Depending on how the bills are counted (as some bills are introduced multiple times, or have both tax and other provisions in them) there have been around 90 such tax increase bills introduced this year so far. In addition, several cities and counties have also adopted or are considering tax increases on tobacco products. This would seem to indicate that the state and local governments have an immense need for new tax revenues.
However, the American Rescue Plan, the $1.9 trillion stimulus bill passed by Congress and signed by President Joe Biden, more than does away with any need of the states to tax tobacco products. Under the plan, the federal government is sending stimulus funds to both state and local governments. NATO researched the amount of federal stimulus funds that state and local governments are scheduled to receive. Of the $1.9 trillion in stimulus funds, $350 billion in unrestricted funds have been earmarked for state and local governments. Specifically, $195 billion will be received by the states and $155 billion will be sent to cities, towns and counties.
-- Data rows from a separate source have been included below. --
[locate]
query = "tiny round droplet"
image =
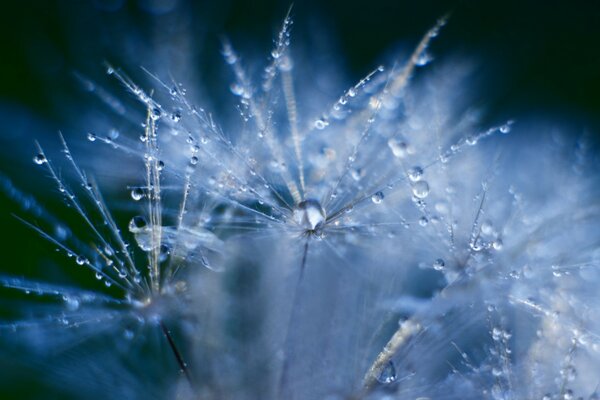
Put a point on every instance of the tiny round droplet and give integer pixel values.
(399, 149)
(439, 264)
(321, 124)
(309, 214)
(39, 159)
(421, 189)
(137, 194)
(388, 374)
(377, 198)
(137, 224)
(415, 173)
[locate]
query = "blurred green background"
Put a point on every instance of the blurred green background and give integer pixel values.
(533, 58)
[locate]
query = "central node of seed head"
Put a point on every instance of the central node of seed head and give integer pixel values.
(309, 215)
The U.S. House Committee on Oversight and Reform has published a report on the amount of stimulus funds that states, cities, towns and counties will receive under the plan. The amount of funds received generally relates to the population of each state. Funding amounts received by each state (including cities, towns and counties in the state) range from a low of $1.4 billion in Wyoming to $42.6 billion in California. Similarly, cities of even modest size are receiving tens of millions in stimulus funds; the largest cities are receiving over $1 billion, with New York City the highest at over $4 billion, more than three times what many entire states plus their local governments are receiving.
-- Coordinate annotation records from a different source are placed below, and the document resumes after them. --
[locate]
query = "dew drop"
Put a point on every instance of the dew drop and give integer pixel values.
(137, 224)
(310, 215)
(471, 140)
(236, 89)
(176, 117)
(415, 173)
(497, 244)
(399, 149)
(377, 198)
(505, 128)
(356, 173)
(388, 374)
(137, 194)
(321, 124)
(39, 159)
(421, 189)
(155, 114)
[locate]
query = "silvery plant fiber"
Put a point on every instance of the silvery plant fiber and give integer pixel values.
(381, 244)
With these amounts of stimulus funds being provided to state and local governments, one can only wonder why lawmakers would continue to pursue taxes on tobacco products, which are very regressive in nature and historically place most of the burden on lower income residents. For example, a bill in California, which is scheduled to receive more than $26 billion in federal stimulus money at the state level, was recently amended to create a new 12.5% tax on electronic cigarette products.
Any fiscal needs that state and local governments believe justify tax increases have been at least mitigated, if not entirely negated. It may be, of course, that these tax proposals have less to do with raising revenues and more to do with controlling behavior of legal age adult consumers of tobacco products, particularly those least able to afford more and higher taxes.